CHS reported here on the latest designs for the project and criticism for the proposal.
The design review board decision to require an unusual third review at the early design guidance step of the process follows calls from a Capitol Hill development and design advocacy community group the Pike/Pine Urban Neighborhood Council that the massive project needed to do more to connect downtown to Capitol Hill along Pine and across I-5. “Aside from a series of vainglorious gestures along 9th Avenue, this is a large box with perfunctory spaces scattered along its perimeter that fall far short in fostering the kind of active civic life essential for this development; its current form, massing, and programmatic arrangement will make it challenging for this building to be the civic icon it should be,” the group wrote.
Previous to its review last week, the Convention Center project first faced the board in May. The project is slated to return for its third pass at the process in early October.
Enemy of the good is the perfect but sure, lets see all sorts of designs. It’s fun!
Three cheers to the review board for recognizing the needs and desires of the community. The design review board gets slammed here on a regular basis. They should be lauded occasionally.
Very true. Here’s hoping the redesign will take the concerns into account.
Holding out hope that the final design will include the bus terminal, instead of abolishing it. It seems like a sadly wasted opportunity not to have Convention Center II connect with transit.

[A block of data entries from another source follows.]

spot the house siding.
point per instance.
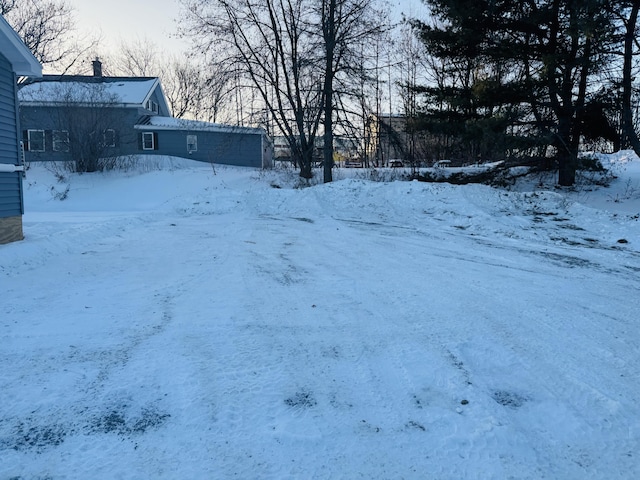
(226, 148)
(11, 205)
(48, 119)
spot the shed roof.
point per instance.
(170, 123)
(13, 48)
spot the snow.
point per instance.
(201, 323)
(171, 123)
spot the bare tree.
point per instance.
(269, 44)
(292, 52)
(47, 27)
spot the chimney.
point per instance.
(97, 68)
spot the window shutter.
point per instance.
(48, 140)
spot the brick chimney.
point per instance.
(97, 68)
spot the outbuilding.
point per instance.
(15, 61)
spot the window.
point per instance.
(109, 138)
(153, 106)
(60, 141)
(36, 140)
(192, 143)
(148, 141)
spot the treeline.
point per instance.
(528, 80)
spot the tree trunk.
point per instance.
(329, 33)
(629, 135)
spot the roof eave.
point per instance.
(22, 60)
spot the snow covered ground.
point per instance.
(186, 323)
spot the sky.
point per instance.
(155, 20)
(130, 20)
(216, 323)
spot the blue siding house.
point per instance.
(131, 117)
(15, 61)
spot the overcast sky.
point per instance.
(128, 20)
(156, 20)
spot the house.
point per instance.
(72, 117)
(15, 61)
(394, 140)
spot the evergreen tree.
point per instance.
(520, 69)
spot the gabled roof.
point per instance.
(170, 123)
(81, 89)
(21, 58)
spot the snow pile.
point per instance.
(192, 323)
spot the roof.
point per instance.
(170, 123)
(52, 89)
(21, 58)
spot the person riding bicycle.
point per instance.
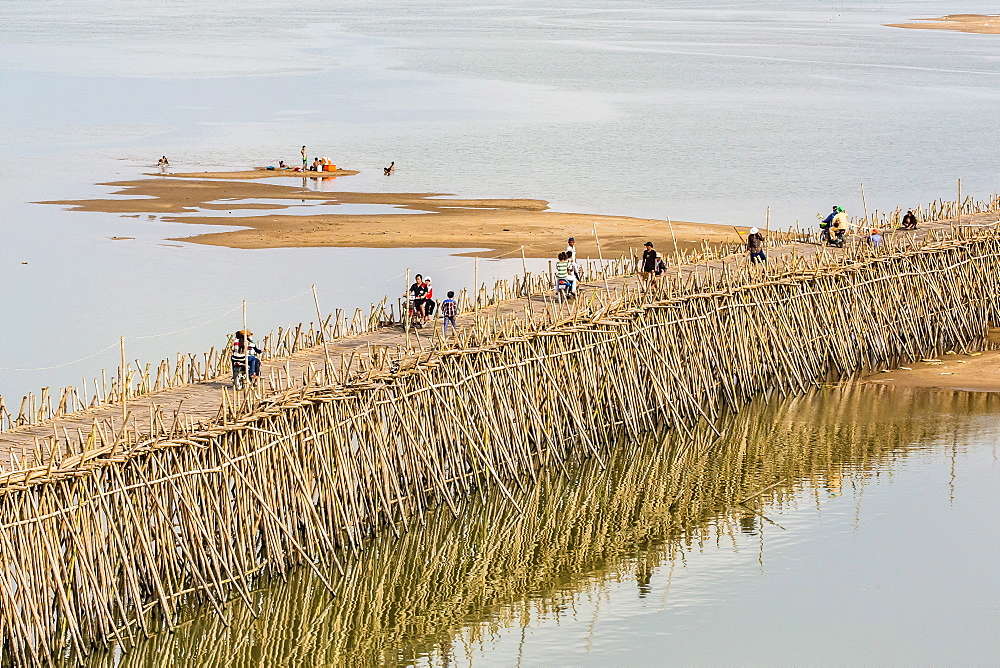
(563, 281)
(834, 227)
(428, 298)
(838, 228)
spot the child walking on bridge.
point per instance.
(449, 312)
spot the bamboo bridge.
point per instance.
(168, 490)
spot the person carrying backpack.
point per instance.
(449, 312)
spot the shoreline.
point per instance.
(977, 371)
(255, 173)
(499, 226)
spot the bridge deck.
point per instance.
(201, 402)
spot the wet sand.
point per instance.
(256, 173)
(500, 225)
(975, 372)
(981, 24)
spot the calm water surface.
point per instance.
(848, 527)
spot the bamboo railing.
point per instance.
(394, 604)
(102, 533)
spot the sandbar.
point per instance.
(256, 173)
(973, 372)
(981, 24)
(501, 226)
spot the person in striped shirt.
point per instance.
(563, 269)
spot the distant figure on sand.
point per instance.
(449, 311)
(755, 246)
(648, 263)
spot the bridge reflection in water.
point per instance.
(458, 580)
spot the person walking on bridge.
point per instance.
(648, 263)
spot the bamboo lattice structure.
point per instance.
(116, 533)
(496, 567)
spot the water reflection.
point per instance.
(428, 595)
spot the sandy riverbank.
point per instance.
(256, 173)
(975, 372)
(500, 225)
(981, 24)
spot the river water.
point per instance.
(878, 542)
(852, 526)
(693, 110)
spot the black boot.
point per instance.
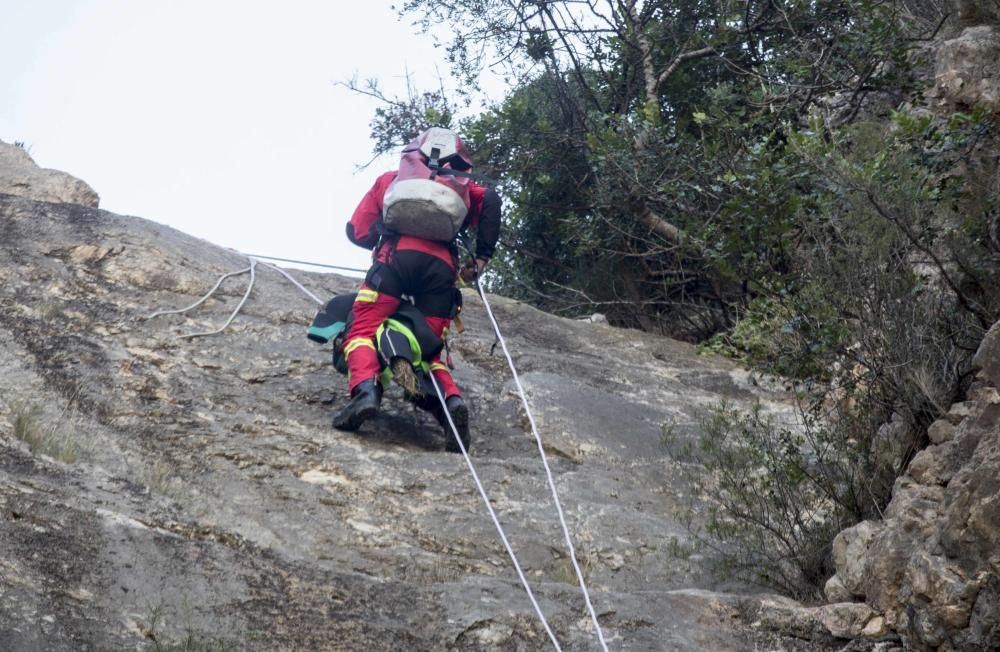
(365, 399)
(460, 417)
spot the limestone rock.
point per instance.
(835, 591)
(941, 431)
(850, 549)
(967, 74)
(931, 567)
(987, 358)
(195, 489)
(19, 175)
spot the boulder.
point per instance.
(931, 567)
(21, 176)
(966, 73)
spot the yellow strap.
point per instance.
(367, 296)
(356, 342)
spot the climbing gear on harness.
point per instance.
(365, 401)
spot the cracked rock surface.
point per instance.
(157, 490)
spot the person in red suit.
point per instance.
(425, 270)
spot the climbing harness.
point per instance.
(468, 460)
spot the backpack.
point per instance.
(429, 198)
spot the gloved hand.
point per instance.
(473, 269)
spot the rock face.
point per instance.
(932, 567)
(20, 176)
(966, 73)
(191, 493)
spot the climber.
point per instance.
(411, 219)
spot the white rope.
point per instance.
(296, 283)
(252, 269)
(493, 515)
(548, 471)
(246, 295)
(203, 299)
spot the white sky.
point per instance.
(217, 117)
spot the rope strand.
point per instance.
(493, 515)
(548, 471)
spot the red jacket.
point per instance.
(484, 216)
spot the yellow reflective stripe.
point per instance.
(356, 342)
(367, 296)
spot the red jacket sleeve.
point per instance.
(362, 228)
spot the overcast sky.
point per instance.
(217, 117)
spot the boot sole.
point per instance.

The bus terminal goes away regardless of the convention center once the transit tunnel goes trains only in a few years.
I’ve heard this a few times. Will buses return to surface streets? I looked for a web page describing the plan but couldn’t find one.
Rob —
As I understand it: buses will stop using the bus tunnel in a few years (if not sooner) for a couple of reasons: as light rail continues to expand, it will be better able to service some routes currenlty under bus service; and, to help light rail run more efficently, having the buses leave the tunnel is helpful. Buses will return to the street, but in the long term there will be fewer so utlimately less bus-related congestion.
This seems like a wasted opportunity. It makes a lot more sense to have an above-ground bus transit point where bus riders can connect to light rail below.
Lost in the discussions about design is that no one’s looking out for metro here. Kick a couple hundred buses a day on the surface streets prior to North Llink opening – sure. It fails the test of reason.